3. Lack of information and lack of incentives for change lead to an appalling situation.

  • No one knew due to lack of information: "For years, law schools were able to obscure the poor market by refusing to publish meaningful employment information about their graduates. But in response to pressure from skeptical lawmakers and unhappy graduates, the schools began sharing the data — and it wasn’t a pretty picture. Forty-three percent of all 2013 law school graduates did not have long-term full-time legal jobs nine months after graduation, and the numbers are only getting worse. In 2012, the average law graduate’s debt was $140,000, 59 percent higher than eight years earlier."

Beyond the importance of transparency of information (or lack of), this also highlights the importance of understanding the motivations of colleges and think of incentives that lead for real, long-term changes in behaviors.

4. How to get out of this? Two options mentioned in the article. 

  • "For starters, the government must require accountability from the law schools that live off student loans. This year, the Obama administration extended the so-called gainful employment rule, which ties a school’s eligibility to receive federal student loans to its success in preparing graduates for jobs that will enable them to repay their debt. The rule currently applies only to for-profit law schools, all of which, given their track records, would fail to qualify for federal loans. This rule should also apply to nonprofit schools. If it did, as many as 50 nonprofit schools could fail as well, based on one measure that considers students’ debt-to-income ratio."
  • "Another good idea would be to cap the amount of federal loans available to individual schools or to students. This could drive down tuition costs, and reduce the debt loads students carry when they leave school."

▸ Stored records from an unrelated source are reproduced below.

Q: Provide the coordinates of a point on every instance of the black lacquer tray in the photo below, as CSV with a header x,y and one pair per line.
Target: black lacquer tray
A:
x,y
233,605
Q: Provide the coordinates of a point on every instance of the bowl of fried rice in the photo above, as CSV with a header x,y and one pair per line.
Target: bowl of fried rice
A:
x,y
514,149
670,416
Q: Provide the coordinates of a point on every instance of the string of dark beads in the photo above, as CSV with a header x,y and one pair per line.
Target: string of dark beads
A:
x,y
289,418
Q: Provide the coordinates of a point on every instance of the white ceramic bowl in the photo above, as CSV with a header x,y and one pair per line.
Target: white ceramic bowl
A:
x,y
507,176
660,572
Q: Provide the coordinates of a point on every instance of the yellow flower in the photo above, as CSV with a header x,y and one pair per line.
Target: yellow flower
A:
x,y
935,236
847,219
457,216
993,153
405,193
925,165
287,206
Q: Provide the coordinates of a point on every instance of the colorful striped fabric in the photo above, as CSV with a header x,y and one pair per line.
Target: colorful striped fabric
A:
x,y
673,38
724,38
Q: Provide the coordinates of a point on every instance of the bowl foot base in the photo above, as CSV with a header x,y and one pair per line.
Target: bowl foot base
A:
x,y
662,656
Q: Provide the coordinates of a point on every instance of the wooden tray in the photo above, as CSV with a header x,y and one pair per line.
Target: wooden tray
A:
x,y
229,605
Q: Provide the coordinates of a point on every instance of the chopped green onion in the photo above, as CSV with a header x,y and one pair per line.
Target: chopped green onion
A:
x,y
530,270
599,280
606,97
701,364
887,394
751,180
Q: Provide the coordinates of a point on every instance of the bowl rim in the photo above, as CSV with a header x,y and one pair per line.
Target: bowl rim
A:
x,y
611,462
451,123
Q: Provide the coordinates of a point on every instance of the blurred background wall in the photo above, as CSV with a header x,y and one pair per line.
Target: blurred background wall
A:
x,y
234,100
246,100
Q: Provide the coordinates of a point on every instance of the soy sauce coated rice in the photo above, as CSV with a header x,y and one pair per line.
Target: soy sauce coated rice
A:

This highlights the importance of taking a holistic view of all the players in the system. 

It also points how more access to money leads to higher costs, and thus higher debts.

What is a provocation or insight that might inspire others during this challenge?

How can we get out of a death spiral where costs for law education (and beyond) increase while the number of students not passing the bar increases? What is the role of the different stakeholders in the education system? How to align their actions to implement real change? What are incentives for them to change their practices?


Join the conversation:

Photo of Nicole Cote

Thank you so much for pointing out this informative, but distressing story. I have generally heard that in the law school market there is this sense that if you don't go to a top school you shouldn't go at all. This seems like something that is a little elitist to say, but to be honest, it astounds me that there are SO MANY law schools in the United States. Certainly, not all of the students who graduate from these programs will become lawyers. Do we need that many!? I would be concerned if we do! Also, is there a point to them being very difficult to get into? There may be. In my experience it seems that people see law as a field that is a golden ticket to being wealthy. But, how many new lawyers are needed and where are firms to choose from besides the top schools (they are pushing out more than enough of newly educated people alone, aren't they)? What's fascinating is that in other countries (including the UK) law is an undergraduate degree! There is no such thing as "law schools" like there are here. An interesting alternative....

Photo of Anne-Laure Fayard

Thanks Nicole for this information. In France too, you can get an undergraduate degree in law. In fact, a lot of people do this as an undergraduate and there are a lot of excellent public universities.